Get your Junior League cookbooks and Laissez les bon temps roulez!

MARINATED CRAB CLAWS

Mardi Gras to Mistletoe, p. 30

1 lb. steamed crab claws ¾ cup extra-virgin olive oil ¼ cup wine vinegar 1 tbsp lemon juice 1 tsp salt 1 tsp pepper 1 tsp paprika 1 tsp Zatarain’s mustard ½ tsp dry mustard 1/16 tsp oregano ½ cup chopped fresh parsley ¼ cup finely chopped celery 3 green onions, finely chopped 1 tbsp drained capers, rinsed and chopped

Place the crab claws in a shallow dish with a cover. Combine the olive oil, vinegar, lemon juice, salt, pepper, paprika, Zatarain’s mustard, dry mustard, and oregano in a bowl and mix well. Stir in the parsley, celery, green onions, and capers. Pour the olive oil mixture over the crab claws and turn to coat.

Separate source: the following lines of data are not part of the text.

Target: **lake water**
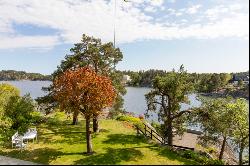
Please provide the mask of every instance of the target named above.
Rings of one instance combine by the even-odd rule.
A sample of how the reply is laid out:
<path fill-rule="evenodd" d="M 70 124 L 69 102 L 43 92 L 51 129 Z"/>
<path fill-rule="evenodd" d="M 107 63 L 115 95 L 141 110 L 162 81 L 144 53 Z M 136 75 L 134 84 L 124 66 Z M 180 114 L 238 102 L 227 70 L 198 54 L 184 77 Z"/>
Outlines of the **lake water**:
<path fill-rule="evenodd" d="M 50 81 L 0 81 L 0 83 L 9 83 L 20 89 L 21 95 L 30 93 L 33 99 L 44 96 L 46 93 L 42 91 L 42 87 L 48 87 Z M 133 112 L 137 116 L 144 114 L 147 105 L 145 100 L 145 94 L 147 94 L 150 88 L 137 88 L 137 87 L 126 87 L 127 94 L 124 98 L 124 108 L 128 112 Z M 188 109 L 191 106 L 200 106 L 200 101 L 196 99 L 196 94 L 189 95 L 190 105 L 181 104 L 181 110 Z M 152 114 L 149 120 L 157 120 L 156 114 Z"/>

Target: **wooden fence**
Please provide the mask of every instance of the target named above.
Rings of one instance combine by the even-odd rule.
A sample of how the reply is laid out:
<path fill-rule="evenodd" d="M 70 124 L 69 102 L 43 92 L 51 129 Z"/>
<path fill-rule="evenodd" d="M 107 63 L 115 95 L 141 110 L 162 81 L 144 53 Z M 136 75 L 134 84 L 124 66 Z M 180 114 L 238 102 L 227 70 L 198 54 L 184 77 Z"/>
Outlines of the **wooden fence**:
<path fill-rule="evenodd" d="M 162 137 L 160 134 L 158 134 L 155 130 L 148 127 L 148 125 L 146 125 L 145 123 L 143 123 L 143 125 L 144 125 L 143 128 L 139 128 L 138 126 L 136 126 L 137 133 L 141 132 L 143 135 L 145 135 L 146 137 L 149 137 L 152 140 L 156 139 L 162 145 L 168 145 L 166 142 L 166 139 L 164 137 Z M 178 146 L 178 145 L 172 145 L 172 146 L 179 148 L 179 149 L 184 149 L 184 150 L 186 150 L 186 149 L 194 150 L 194 148 L 190 148 L 190 147 L 184 147 L 184 146 Z"/>

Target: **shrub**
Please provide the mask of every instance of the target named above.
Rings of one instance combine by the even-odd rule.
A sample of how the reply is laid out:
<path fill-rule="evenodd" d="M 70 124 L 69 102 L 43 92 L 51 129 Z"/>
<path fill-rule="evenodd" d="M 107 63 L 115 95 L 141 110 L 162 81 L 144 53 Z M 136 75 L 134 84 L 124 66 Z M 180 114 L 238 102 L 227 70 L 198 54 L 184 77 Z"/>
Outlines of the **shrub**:
<path fill-rule="evenodd" d="M 161 134 L 161 135 L 164 135 L 164 126 L 163 126 L 162 124 L 153 121 L 153 122 L 151 123 L 151 126 L 152 126 L 153 128 L 155 128 L 155 130 L 157 131 L 157 133 L 159 133 L 159 134 Z"/>
<path fill-rule="evenodd" d="M 206 165 L 225 165 L 224 161 L 222 160 L 217 160 L 217 159 L 210 159 L 208 160 L 208 162 L 206 163 Z"/>
<path fill-rule="evenodd" d="M 134 126 L 137 126 L 139 128 L 142 128 L 143 127 L 143 122 L 139 119 L 139 118 L 136 118 L 136 117 L 133 117 L 133 116 L 129 116 L 129 115 L 120 115 L 116 118 L 116 120 L 119 120 L 119 121 L 126 121 L 126 122 L 130 122 L 132 123 Z"/>
<path fill-rule="evenodd" d="M 198 158 L 197 154 L 191 150 L 184 151 L 182 156 L 187 158 L 187 159 L 197 159 Z"/>
<path fill-rule="evenodd" d="M 51 117 L 48 118 L 47 123 L 49 125 L 58 125 L 61 124 L 61 120 L 65 118 L 64 112 L 55 112 Z"/>
<path fill-rule="evenodd" d="M 33 124 L 39 124 L 39 123 L 41 123 L 41 122 L 43 121 L 43 116 L 42 116 L 42 114 L 41 114 L 40 112 L 38 112 L 38 111 L 32 112 L 32 113 L 31 113 L 31 116 L 32 116 L 31 122 L 32 122 Z"/>
<path fill-rule="evenodd" d="M 207 151 L 208 151 L 208 153 L 216 153 L 217 152 L 216 149 L 213 147 L 208 147 Z"/>
<path fill-rule="evenodd" d="M 187 159 L 193 159 L 201 165 L 225 165 L 225 163 L 221 160 L 209 159 L 206 156 L 191 150 L 177 151 L 177 154 Z"/>

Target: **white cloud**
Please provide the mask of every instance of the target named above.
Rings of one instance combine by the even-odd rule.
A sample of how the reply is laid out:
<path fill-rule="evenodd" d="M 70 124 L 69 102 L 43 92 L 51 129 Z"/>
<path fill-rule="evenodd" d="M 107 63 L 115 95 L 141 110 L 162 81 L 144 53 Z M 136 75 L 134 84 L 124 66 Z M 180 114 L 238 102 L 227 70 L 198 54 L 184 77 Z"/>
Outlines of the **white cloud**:
<path fill-rule="evenodd" d="M 157 11 L 157 9 L 156 8 L 154 8 L 154 7 L 152 7 L 152 6 L 147 6 L 145 9 L 144 9 L 144 11 L 146 11 L 146 12 L 156 12 Z"/>
<path fill-rule="evenodd" d="M 150 4 L 153 6 L 161 6 L 164 3 L 164 0 L 151 0 Z"/>
<path fill-rule="evenodd" d="M 180 17 L 181 22 L 185 12 L 195 16 L 201 5 L 168 9 L 157 18 L 145 12 L 164 10 L 163 3 L 163 0 L 133 0 L 133 3 L 117 1 L 117 42 L 189 37 L 248 39 L 249 14 L 236 13 L 240 6 L 211 8 L 203 13 L 211 22 L 197 24 L 187 20 L 185 26 L 181 26 L 183 22 L 178 24 L 168 18 L 175 15 Z M 76 43 L 83 33 L 101 38 L 104 42 L 113 40 L 114 0 L 0 0 L 0 4 L 0 48 L 48 47 L 60 43 Z M 225 14 L 223 17 L 221 9 Z M 227 16 L 227 10 L 235 13 Z M 157 23 L 156 19 L 162 21 Z M 58 32 L 51 36 L 21 36 L 15 32 L 12 23 L 53 28 Z"/>
<path fill-rule="evenodd" d="M 10 48 L 52 48 L 58 43 L 56 36 L 1 37 L 0 49 Z"/>
<path fill-rule="evenodd" d="M 194 5 L 187 9 L 187 13 L 195 14 L 198 12 L 198 9 L 201 8 L 201 5 Z"/>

Marinate, tightly covered, in the refrigerator for 2 to 10 hours, shaking the container and turning every few hours. Serve chilled with French bread to soak up the delicious marinade. Serves 4 to 6.

HOT BACON AND SWISS DIP

Mardi Gras to Mistletoe, p. 32

8 ounces cream cheese, softened 1 cup mayonnaise 1 cup (4 ounces) shredded Swiss cheese 4 green onions, chopped ½ tsp Tabasco sauce 8 slices bacon, crisp-cooked and crumbled 1 cup butter cracker crumbs Paprika to taste Chopped fresh parsley to taste

Combine the cream cheese, mayonnaise, Swiss cheese, green onions, and Tabasco sauce in a mixing bowl and beat until combined, scraping the bowl occasionally. Spread the cream cheese mixture in a 2 ½-cup baking dish or a 9-inch round baking dish and sprinkle with the bacon and cracker crumbs.

Bake at 350 degrees for 15 to 20 minutes or until bubbly. Sprinkle lightly with paprika and parsley and serve with assorted party crackers. Serves 10 to 12.